This article originally appeared on watchdog.org.
WASHINGTON, D.C. — China’s agreement to reduce coal emissions isn’t worth the paper it was printed on, an energy research group says.
Noting that Beijing made no binding promises, the Institute for Energy Research said President Obama “got swindled” during his appearance with Chinese leaders Wednesday.
The swindle ultimately hits the American taxpayer.
“The president is making costly promises that will hurt Americans in the long run,” said Chris Warren, communications director for IER in Washington, D.C.
Rules enacted by U.S. Environmental Protection Agency will shut down 72 coal-fired electric plants across the nation over the next decade. The move will eliminate enough gigawatts to power 44.7 million U.S. homes.
China’s pledge to curb coal contradicts that country’s energy policy, which depends on the black ore for cheap power. Significantly, none of Beijing’s cohorts in the international BRICS alliance — Brazil, Russia, India and South Africa — have joined the anti-coal push.
When Obama attended the U.N. Climate Summit in September, neither China nor India sent their leaders.

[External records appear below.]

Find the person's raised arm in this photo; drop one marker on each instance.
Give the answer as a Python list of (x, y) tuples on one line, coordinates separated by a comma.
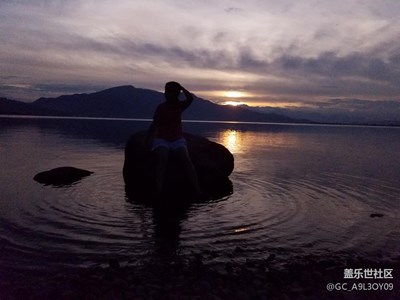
[(151, 131)]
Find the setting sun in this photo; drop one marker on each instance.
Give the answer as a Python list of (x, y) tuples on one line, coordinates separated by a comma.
[(233, 94), (233, 103)]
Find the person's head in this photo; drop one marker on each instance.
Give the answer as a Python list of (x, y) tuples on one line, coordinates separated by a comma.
[(172, 91)]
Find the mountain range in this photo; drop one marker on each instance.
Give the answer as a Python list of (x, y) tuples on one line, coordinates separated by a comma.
[(136, 103)]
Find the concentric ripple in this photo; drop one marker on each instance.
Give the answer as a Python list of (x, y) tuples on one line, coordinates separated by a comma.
[(303, 215), (284, 201)]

“The U.N.’s summit platform included an energy agenda that aims to limit greenhouse gas emissions through the adoption of costly, ineffective renewable technologies and energy efficiency standards,” reported the Economic Times.
“China and India recognize that this agenda will raise electricity and gasoline costs, unfairly stifle their nations’ economic growth and leave their citizens worse off,” the Times concluded.
To prod China — which generates massive amounts of air pollution that drift daily across the East China Sea to Korea — and to stick his thumb in the eye of the new Republican Congress, Obama ramped up his call for more government funding of renewable energy ventures. That includes taxpayer subsidies for controversial solar andwind projects.
“It will happen with the support of the U.S. government and American companies,” assured the left-wing Mother Jones magazine.
“China is doing this with its eyes wide open,” said Scott Morris, a policy analyst at the Center for Global Development. “It’s a complicated issue, and it reflects self-interest” of the Chinese leadership.
Meantime, the European low-carbon model copied by Obama is reversing course in Germany. That country is now back to building coal-fired electric plants.
While the mainstream media trumpeted the president’s China trip – USA Todaydeclared “Obama clears the air on climate-change deal with China” – Warren said the Beijing gambit was more style than substance. “With the repudiation of president’s policies in the election, this was a photo-op for him. Obama was saying, ‘I don’t need you, Congress.’”
U.S. Rep. Morgan Griffith, a Virginia Republican who sits on the House Energy Committee, described the accord as “an empty promise.”
“China says they will gladly cut the increase in their carbon footprint in a couple of decades in exchange for (the United States) damaging its economy today,” Griffith told Watchdog on Friday.